Но Михеич его уже не слышал. Он, насвистывая, уже устанавливал унитаз в соседнем туалете типа «сортир». Коммунальная реформа в пригородном поселке города Н. шла полным ходом!

Игра в снежки

Коренной москвич студент Гарик Карапетян декабрьским вечерком вышел из подъезда дома своей однокурсницы Наденьки Рыжовой. Они только что закончили подготовку к очередной экзаменационной сессии и потому у Гарика было хорошее настроение. Под стать была и погода: мягкая, чуть-чуть морозная. Крупными хлопьями валил снег, мягким ватным одеялом покрывая дома, улицы, деревья, смоляные кудри Гарика.

— И-эх, как хорошо-то! — закричал Гарик, слепил снежок и метнул его наудачу.

Снежок попал в лобовое стекло одной из стоящих у подъезда крутых иномарок. Иностранка взревела дурным голосом. Тут же распахнулось окно на втором этаже и какой-то мужик не менее дурным голосом прокричал:

— Э, ты, а ну отойди от моей тачки! Или сейчас выйду — мало не покажется!

— Да не трогал я вашей машины! — обиженно ответил Гарик.

Но хорошее настроение у него не пропало, и вторым снежком он залепил точно в распахнутое окно автовладельца. Тот выругался и исчез в глубине квартиры.

Гарик захохотал и побежал прочь. Позитив все еще не оставлял студента. Он на ходу еще раз зачерпнул снежок и легонько бросил его в спину торопливо семенящей впереди него женщины.

— Караул, грабят, убивают! — пискнула та и припустила бегом по тротуару. Но поскользнулась и упала.

Гарик, все еще улыбаясь, подошел к ней, протянул руку.

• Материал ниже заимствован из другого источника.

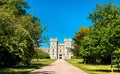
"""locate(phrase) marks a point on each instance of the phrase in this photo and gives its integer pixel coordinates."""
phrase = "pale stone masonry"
(60, 51)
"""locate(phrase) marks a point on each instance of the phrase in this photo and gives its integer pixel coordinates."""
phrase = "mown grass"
(92, 69)
(35, 64)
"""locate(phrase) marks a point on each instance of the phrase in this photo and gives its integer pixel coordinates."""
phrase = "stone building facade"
(60, 51)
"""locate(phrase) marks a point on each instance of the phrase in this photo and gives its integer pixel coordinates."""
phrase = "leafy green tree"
(19, 32)
(78, 38)
(106, 21)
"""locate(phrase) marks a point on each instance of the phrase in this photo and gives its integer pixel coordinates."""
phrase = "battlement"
(67, 39)
(53, 39)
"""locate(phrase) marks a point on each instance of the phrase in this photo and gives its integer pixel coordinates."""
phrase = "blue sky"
(64, 18)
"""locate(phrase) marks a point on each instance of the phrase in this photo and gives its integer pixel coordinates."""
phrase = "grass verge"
(92, 69)
(35, 64)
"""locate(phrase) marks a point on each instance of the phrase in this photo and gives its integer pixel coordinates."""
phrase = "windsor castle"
(60, 51)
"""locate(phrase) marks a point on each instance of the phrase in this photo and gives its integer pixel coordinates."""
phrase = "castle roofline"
(53, 39)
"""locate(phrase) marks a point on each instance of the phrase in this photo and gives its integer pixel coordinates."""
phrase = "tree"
(19, 31)
(78, 38)
(106, 20)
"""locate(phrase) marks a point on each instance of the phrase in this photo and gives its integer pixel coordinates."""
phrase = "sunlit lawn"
(92, 69)
(25, 69)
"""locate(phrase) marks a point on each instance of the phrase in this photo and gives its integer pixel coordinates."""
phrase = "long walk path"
(59, 67)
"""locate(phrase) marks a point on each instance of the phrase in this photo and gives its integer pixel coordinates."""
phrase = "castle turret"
(68, 45)
(53, 48)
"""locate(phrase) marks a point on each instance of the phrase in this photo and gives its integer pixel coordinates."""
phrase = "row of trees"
(20, 32)
(100, 43)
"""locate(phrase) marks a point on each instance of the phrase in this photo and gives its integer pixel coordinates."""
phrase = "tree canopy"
(19, 32)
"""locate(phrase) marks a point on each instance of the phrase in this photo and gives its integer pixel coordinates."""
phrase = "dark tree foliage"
(19, 33)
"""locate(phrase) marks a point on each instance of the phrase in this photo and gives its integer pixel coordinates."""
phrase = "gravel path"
(59, 67)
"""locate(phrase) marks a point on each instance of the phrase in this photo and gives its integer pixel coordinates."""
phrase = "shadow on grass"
(43, 72)
(12, 72)
(21, 69)
(99, 70)
(36, 66)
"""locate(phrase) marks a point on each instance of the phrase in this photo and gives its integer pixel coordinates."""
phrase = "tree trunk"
(111, 62)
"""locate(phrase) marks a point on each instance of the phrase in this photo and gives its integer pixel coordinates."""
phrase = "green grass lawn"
(35, 64)
(92, 69)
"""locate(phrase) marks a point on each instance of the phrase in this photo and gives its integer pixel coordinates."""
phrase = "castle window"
(53, 51)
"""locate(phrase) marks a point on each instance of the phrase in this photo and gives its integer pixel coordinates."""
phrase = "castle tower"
(53, 48)
(68, 46)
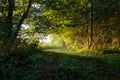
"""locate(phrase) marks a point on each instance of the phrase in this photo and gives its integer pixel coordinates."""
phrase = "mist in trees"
(79, 23)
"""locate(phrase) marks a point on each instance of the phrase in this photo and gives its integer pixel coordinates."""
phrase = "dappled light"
(59, 40)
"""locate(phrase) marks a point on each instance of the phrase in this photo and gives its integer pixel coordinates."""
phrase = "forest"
(59, 40)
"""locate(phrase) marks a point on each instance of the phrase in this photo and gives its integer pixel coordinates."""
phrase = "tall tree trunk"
(90, 31)
(18, 27)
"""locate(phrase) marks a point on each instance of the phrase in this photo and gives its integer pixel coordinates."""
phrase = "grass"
(54, 65)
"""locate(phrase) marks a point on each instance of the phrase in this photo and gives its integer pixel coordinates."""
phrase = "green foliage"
(52, 65)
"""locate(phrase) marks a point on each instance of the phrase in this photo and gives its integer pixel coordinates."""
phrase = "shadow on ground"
(49, 65)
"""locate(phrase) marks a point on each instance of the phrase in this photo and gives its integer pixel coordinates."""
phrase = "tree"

— Уйди, маньяк! — завизжала тетенька, прижимая к груди сумочку.

— Да я же помочь вам хотел, — сконфуженно пролепетал Гарик. — Ну, не хотите — как хотите.

И опечаленно пошел прочь. А крупные хлопья снега, кружась, все падали и падали вниз, как будто с неба на землю вдруг устремились мириады белых бабочек. Гарик подумал о своей однокурснице Наденьке, с которой они сегодня столько трудились, готовясь к сессии, и у него потеплело в груди.